Siamo consumatori paradossali – attenti e svogliati allo stesso tempo: se è vero che le nostre scelte alimentari sono più orientate alle diciture bio che non al gusto, è vero anche che quelli che selezioniamo sono gli stessi prodotti a cui purtroppo non sappiamo dare un’altra chance. Sembra difficile investire in riutilizzo: pertanto, anche la qualità finisce tra i rifiuti – una consapevolezza che pesa ogni anno 10 milioni di tonnellate solo in Italia. Costa caro questo spreco alimentare sia in termini di spesa che di lancette d’orologio. Le nostre abitudini di consumo generano un surplus che diviene accumulo ed è facile scartarlo perché scartare dopotutto è un gesto comodo.
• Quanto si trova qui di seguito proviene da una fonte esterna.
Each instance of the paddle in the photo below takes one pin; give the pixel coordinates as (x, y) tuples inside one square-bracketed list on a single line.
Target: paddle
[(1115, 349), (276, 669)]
Se gli effetti sull’ambiente sono inevitabili, la maniera in cui potremmo agire non lo è affatto.
E se gli scarti diventassero la nostra prima scelta?

L’ha pensata così un gruppo di danesi che nel 2015 ha fondato a Copenhagen Too Good To Go, una start up presto diventata cittadina di 10 Paesi europei tra cui Francia e Germania, fino a fare il suo ingresso anche Italia (e per di più senza ottenere rifiuti). La piattaforma B2C intende in parte ovviare al problema dello spreco alimentare garantendo allo stesso tempo la sostenibilità economica della piattaforma stessa: ristoranti, forni, pasticcerie e supermercati si ritrovano in un unico canale, condividendo un approccio altrettanto unico volto a valorizzare quel cibo di qualità che a fine giornata resterebbe invenduto, senza alcuna possibilità di recupero. L’utente iscritto (gratuitamente) alla piattaforma è libero di muoversi in maniera intuitiva cercando sulla app le attività che vi hanno aderito o direttamente un piatto specifico, per poi ordinarle con un click.
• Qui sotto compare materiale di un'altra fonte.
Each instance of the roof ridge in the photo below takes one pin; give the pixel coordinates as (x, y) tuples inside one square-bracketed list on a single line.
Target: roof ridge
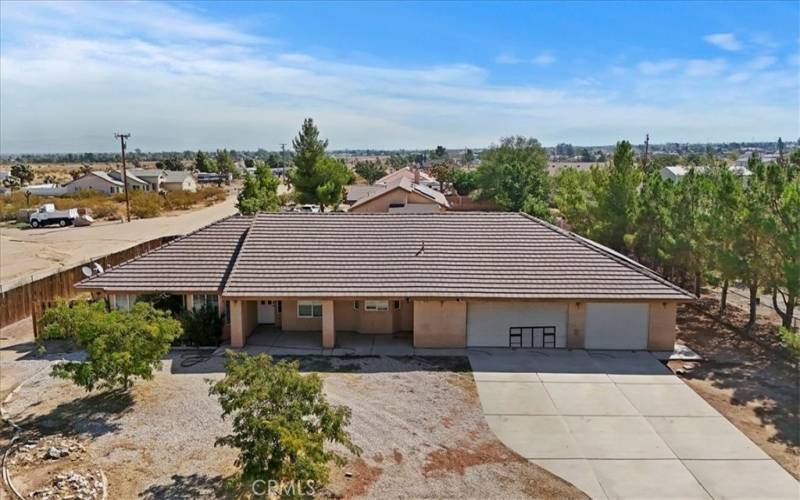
[(165, 245), (613, 254)]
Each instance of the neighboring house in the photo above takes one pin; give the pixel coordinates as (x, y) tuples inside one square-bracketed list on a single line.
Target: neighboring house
[(412, 174), (135, 183), (152, 176), (99, 181), (450, 280), (402, 196), (178, 180), (677, 172)]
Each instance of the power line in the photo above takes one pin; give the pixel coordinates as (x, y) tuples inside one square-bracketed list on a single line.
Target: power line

Preferire To Good To Go rispetto alle altre piattaforme di food delivery preannuncia di sicuro un acquisto consapevole, ma che avviene tuttavia alla cieca: gli alimenti sono infatti contenuti all’interno di una Magic Box che bisognerà ritirare fisicamente in negozio all’orario di chiusura dello stesso. La sostenibilità è anche un compromesso, se si considera il costo sempre compreso tra i 2€ e i 6€.
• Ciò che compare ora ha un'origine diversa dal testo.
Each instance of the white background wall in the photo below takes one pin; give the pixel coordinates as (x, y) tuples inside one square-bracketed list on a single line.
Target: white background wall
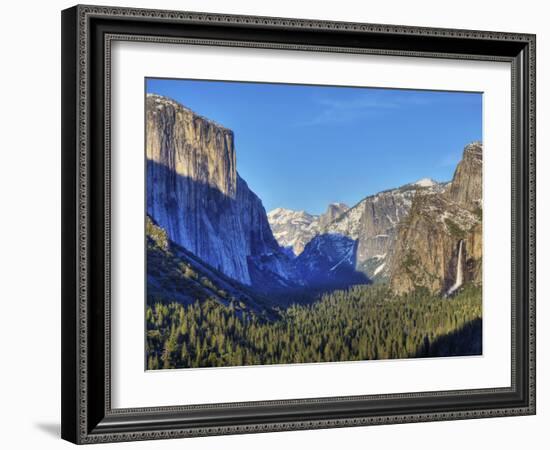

A Milano sono oltre 50 i ristoranti e i supermercati che vi hanno aderito, tra cui Eataly che fa sold out quasi immediatamente. Un food trend nel food trend perché tra gli esercenti da cui poter acquistare la Magic Box c’è anche Poke House con il suo food symbol hawaiano, il poke: del resto, la cucina healthy è in costante crescita nell’ambito del digital food delivery e tra i piatti a domicilio più richiesti spicca proprio questa bowl che alterna proteine e superfood. Tra i forni e le pasticcerie di Milano che hanno abbracciato la causa del “Troppo buono per essere buttato” anche il micropanificio artigianale Le Polveri con i prodotti da forno – dal pane alle brioche per la prima colazione – lavorati con lievito madre e farine bio selezionate, oltre all’iconica pasticceria Pavé con un ricco assortimento di prodotti artigianali che varia in base alle giornate e che a To Good To Go aderisce ben due volte con Pavé – Break il cui focus è sull’asporto salato e per la prima colazione.

Too Good To Go incoraggia insomma un acquisto alla cieca che, ciò nonostante, sembra avere gli occhi ben aperti sul mondo.